Vivo com medo da discriminação. Na minha faculdade, sou a única negra da minha turma, em minha volta não vejo pessoas da minha raça. Ajude-me!”
Maria Alice, de Belo Horizonte
Todo preconceito é um erro de visão. É uma distorção visual com relação ao mundo. Não existe ninguém igual a outro. Cada um de nós é único e diferente das demais pessoas. Essa diferença e singularidade vão se manifestar na cor da pele, no tipo físico, na condição social, na escolha religiosa, na opção sexual, na nacionalidade etc.
Esse é um lado da questão. Existe outro. Embora desiguais, somos profundamente semelhantes aos outros. Pelo fato de sermos gente e pertencermos à família humana, no essencial nos assemelhamos. O branco não é o contrário do velho, assim como mulher não é o contrário do homem. As pequenas diferenças entre os seres não nos dão o direito de colocá-los em campos opostos, como inimigos e competidores.
O preconceito é fruto de focarmos exageradamente as diferenças, esquecendo-nos da semelhança humana que nos faz partícipes da mesma festa da vida. Antes que negro, que mulher, que homossexual, que rico, que jovem, que muçulmano, somos gente. Há dois erros lógicos na postura preconceituosa.
Primeiro, enfatizamos o secundário, o periférico em detrimento do essencial. Por que enxergar a Maria Alice e defini-la como “preta” se, no essencial, ela possui um corpo com mesma beleza e funções de qualquer ser humano? Outro erro na maneira de pensar preconceituosamente é a generalização. Situamos o outro dentro de uma classe ou categoria e perdemos contato com aquela pessoa específica.

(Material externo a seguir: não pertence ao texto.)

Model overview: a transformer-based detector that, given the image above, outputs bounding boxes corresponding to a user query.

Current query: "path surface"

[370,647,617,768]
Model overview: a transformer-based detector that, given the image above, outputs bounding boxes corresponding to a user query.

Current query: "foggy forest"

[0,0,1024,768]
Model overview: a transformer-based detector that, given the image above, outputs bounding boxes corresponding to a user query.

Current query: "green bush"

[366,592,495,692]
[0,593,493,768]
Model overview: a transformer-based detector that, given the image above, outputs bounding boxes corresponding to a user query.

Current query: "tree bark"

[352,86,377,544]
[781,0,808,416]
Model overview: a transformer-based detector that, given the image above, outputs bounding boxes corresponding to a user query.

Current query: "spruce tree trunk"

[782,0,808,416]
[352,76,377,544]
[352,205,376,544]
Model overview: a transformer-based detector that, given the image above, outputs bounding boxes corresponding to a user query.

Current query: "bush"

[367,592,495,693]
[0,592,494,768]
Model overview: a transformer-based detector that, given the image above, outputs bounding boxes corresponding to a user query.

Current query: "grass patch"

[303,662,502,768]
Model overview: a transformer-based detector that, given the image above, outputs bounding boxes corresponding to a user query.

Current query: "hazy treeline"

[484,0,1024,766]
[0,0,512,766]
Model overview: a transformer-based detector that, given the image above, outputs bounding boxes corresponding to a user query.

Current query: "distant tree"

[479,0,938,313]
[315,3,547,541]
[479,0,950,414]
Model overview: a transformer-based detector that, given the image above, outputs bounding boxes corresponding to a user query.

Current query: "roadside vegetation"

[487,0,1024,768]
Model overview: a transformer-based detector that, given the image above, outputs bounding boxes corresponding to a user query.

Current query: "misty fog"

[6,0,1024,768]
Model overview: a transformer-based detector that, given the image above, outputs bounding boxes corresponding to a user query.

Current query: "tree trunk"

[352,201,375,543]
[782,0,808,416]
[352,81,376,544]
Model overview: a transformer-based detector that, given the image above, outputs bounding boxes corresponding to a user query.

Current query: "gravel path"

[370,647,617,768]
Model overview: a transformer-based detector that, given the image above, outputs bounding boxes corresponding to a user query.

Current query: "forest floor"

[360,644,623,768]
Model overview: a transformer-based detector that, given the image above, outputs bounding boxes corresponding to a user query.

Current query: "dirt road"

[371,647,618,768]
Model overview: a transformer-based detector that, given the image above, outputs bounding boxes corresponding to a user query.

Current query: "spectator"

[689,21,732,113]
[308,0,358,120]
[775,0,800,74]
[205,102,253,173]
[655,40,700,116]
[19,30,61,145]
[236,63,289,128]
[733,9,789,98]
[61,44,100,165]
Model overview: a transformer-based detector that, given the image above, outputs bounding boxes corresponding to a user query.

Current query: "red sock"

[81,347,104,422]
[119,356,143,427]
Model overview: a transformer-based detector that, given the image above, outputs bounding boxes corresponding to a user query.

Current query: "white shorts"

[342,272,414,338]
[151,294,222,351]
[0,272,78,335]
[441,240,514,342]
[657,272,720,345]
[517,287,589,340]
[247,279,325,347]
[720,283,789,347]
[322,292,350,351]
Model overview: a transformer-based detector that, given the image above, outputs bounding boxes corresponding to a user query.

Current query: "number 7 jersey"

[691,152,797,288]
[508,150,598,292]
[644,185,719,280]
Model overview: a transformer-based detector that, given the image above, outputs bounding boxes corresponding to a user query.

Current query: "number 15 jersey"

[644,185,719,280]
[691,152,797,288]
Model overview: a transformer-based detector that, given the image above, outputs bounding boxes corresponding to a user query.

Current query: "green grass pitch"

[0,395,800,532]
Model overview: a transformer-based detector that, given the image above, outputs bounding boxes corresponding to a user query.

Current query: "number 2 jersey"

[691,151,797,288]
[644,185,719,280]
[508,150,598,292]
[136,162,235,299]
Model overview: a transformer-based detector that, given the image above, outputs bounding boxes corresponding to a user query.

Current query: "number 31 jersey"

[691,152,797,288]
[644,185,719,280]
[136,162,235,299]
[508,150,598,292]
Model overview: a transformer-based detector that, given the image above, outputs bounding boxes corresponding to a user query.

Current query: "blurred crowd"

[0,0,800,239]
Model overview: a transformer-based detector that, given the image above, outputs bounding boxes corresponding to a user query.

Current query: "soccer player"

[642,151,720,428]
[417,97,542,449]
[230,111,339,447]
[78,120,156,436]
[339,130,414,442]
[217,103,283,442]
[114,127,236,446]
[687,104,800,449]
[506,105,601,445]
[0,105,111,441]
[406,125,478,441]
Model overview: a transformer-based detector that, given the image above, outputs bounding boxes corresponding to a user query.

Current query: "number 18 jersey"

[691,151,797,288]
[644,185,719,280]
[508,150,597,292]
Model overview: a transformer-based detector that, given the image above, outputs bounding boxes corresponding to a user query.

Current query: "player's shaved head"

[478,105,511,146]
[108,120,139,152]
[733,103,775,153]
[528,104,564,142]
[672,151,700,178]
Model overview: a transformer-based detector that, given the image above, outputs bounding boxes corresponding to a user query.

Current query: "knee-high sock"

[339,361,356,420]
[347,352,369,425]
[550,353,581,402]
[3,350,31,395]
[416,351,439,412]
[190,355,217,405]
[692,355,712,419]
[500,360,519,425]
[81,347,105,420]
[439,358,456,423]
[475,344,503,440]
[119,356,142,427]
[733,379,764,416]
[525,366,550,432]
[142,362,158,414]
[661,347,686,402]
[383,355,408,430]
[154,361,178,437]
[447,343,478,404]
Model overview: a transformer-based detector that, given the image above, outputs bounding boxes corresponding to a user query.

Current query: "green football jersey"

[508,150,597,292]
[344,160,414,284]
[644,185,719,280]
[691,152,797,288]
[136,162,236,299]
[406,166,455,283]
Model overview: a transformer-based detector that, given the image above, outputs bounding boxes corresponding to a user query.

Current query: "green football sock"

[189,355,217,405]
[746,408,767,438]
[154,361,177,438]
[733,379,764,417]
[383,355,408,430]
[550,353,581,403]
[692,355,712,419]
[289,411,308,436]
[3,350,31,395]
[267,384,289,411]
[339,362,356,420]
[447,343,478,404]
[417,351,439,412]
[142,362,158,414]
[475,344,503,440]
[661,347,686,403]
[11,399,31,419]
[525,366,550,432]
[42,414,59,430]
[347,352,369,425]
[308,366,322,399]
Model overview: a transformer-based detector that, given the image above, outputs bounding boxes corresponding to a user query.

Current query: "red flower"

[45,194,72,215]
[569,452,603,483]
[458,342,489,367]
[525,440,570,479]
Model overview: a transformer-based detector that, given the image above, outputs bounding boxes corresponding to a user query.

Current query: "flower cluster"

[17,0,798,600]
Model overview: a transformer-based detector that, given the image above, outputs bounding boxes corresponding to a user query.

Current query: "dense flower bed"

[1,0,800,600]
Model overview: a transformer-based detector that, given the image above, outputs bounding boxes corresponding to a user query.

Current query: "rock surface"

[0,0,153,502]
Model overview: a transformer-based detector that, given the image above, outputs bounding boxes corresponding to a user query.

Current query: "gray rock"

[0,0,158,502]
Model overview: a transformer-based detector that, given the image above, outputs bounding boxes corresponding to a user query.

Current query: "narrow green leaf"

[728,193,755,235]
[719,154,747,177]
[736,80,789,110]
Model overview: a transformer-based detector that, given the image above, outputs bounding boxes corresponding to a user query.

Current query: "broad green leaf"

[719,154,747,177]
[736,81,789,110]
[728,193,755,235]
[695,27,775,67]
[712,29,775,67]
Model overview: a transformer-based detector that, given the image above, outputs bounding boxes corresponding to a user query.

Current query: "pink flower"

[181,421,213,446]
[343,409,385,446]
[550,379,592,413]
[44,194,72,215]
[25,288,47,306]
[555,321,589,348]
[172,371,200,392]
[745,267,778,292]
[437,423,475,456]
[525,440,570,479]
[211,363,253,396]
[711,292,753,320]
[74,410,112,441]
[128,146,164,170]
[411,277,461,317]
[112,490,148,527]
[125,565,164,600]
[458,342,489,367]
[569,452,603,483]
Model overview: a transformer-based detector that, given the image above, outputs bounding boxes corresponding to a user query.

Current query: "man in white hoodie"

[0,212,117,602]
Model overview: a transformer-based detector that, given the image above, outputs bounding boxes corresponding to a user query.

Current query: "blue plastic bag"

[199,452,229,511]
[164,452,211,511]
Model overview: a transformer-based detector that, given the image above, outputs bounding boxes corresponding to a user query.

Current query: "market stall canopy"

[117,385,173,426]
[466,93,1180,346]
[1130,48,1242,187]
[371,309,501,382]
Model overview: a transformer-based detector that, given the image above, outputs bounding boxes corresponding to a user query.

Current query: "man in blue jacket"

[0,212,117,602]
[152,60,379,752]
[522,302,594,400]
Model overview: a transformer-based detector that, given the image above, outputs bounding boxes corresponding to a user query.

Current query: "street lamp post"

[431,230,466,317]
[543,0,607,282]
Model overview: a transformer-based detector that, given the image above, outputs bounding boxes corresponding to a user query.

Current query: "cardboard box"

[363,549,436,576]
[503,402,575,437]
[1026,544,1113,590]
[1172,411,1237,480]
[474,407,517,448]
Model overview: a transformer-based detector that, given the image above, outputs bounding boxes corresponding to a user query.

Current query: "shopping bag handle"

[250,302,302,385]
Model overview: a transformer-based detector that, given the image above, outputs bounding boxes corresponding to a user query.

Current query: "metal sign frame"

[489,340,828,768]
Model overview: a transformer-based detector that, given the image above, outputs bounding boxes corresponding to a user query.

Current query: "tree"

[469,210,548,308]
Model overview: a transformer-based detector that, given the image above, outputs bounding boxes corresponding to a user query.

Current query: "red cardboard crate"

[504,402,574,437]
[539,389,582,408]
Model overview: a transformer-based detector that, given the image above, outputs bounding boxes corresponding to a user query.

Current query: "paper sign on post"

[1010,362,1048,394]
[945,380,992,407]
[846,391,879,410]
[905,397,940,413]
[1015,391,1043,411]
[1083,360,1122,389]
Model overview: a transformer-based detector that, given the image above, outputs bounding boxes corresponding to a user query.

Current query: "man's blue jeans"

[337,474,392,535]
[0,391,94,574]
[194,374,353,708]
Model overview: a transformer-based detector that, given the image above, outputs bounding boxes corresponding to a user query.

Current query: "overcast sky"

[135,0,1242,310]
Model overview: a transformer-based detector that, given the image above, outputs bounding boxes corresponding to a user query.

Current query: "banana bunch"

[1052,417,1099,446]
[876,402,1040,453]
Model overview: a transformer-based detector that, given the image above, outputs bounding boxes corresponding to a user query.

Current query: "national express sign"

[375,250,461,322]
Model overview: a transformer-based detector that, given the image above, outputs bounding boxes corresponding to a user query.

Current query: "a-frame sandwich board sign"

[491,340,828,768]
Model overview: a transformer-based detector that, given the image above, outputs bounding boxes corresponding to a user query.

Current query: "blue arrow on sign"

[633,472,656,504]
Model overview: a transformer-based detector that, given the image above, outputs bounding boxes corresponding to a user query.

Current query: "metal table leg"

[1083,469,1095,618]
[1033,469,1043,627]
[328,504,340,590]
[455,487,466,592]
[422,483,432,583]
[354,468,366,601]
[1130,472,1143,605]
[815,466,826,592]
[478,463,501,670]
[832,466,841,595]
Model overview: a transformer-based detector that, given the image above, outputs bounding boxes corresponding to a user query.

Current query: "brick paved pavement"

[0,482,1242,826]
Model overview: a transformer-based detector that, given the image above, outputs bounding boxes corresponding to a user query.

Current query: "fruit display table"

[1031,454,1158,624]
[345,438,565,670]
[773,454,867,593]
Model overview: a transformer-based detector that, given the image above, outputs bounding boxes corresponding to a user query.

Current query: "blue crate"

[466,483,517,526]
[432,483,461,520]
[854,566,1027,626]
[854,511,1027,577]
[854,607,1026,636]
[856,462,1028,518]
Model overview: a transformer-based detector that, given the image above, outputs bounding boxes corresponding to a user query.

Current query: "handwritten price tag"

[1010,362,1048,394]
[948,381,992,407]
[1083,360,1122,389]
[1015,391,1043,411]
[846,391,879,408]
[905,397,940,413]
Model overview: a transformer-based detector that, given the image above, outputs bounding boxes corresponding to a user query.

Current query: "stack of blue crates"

Assim não nos relacionamos com Maria, Vicente, Jacó e Pedro, mas com o velho, o judeu, o estrangeiro, o pobre ou o rico. E ao generalizarmos, atribuímos àquelas pessoas todas as características que fantasiamos a respeito de sua categoria: “todos os homens são iguais”, “todos os velhos são bons”, “os brasileiros são criativos”, “os muçulmanos são terroristas”, “os políticos são desonestos”.
A discriminação de uma raça, da mulher, do homossexual ou qualquer outra serve a um propósito: Compensar o sentimento de inferioridade daquele que discrimina. Para nos sentirmos superiores, elegemos no outro uma diferença que, na nossa maneira míope de enxergar, o coloca em situação inferior a nós.
Elevado ao extremo, nosso ímpeto dominador e arrogante face aos “inferiores” nos conduz à hostilidade, e até a tentativa de destruir o outro na sua diferença secundária.
Historicamente, temos um exemplo disso nas suas piores consequências. Hittler, do alto de sua inferioridade, exterminou milhões de judeus. Todo preconceito é insano e cruel e é a negação do amor na relação com o outro. A diferença é bonita. Ela institui o direito de cada pessoa ser ela mesma. A diversidade enriquece a vida e amplia o mundo. Admiramos a quantidade de flores diferentes, de distintos animais e não conseguimos ter o mesmo olhar para a grande maravilha da natureza: o ser humano.
Sonhamos com um mundo padronizado, onde todas as pessoas devam ser feitas à nossa imagem e semelhança. Tememos o diferente, o estranho, o esquisito, o “anormal”. E como o preconceito é cultural, até mesmo as pessoas objeto da discriminação também internalizaram o preconceito.
A leitora acima é preconceituosa com relação ao negro. Ela confessa a sua sensação de inferioridade, a sua autoestima enfraquecida. Se assim não fosse, porque compensar sua cor, tentando ser a melhor aluna, apresentar o trabalho mais brilhante? Ela se sente isolada, separada dos demais colegas e sente falta de outras pessoas da sua raça negra. Ela não consegue consentir que todos da sua sala pertencem à mesma raça humana. A sensação de superioridade ou de inferioridade é mental. É fruto de uma comparação. Se cada pessoa é única, completa em si mesma, como pode haver superiores e inferiores?
Contemplar a semelhança humana, admirando as diferenças individuais é a única forma de nos aproximarmos uns dos outros e de nos encaminharmos para o amor, o afeto e o respeito. Preconceito é uma doença emocional provocada por uma forma burra de ver o outro.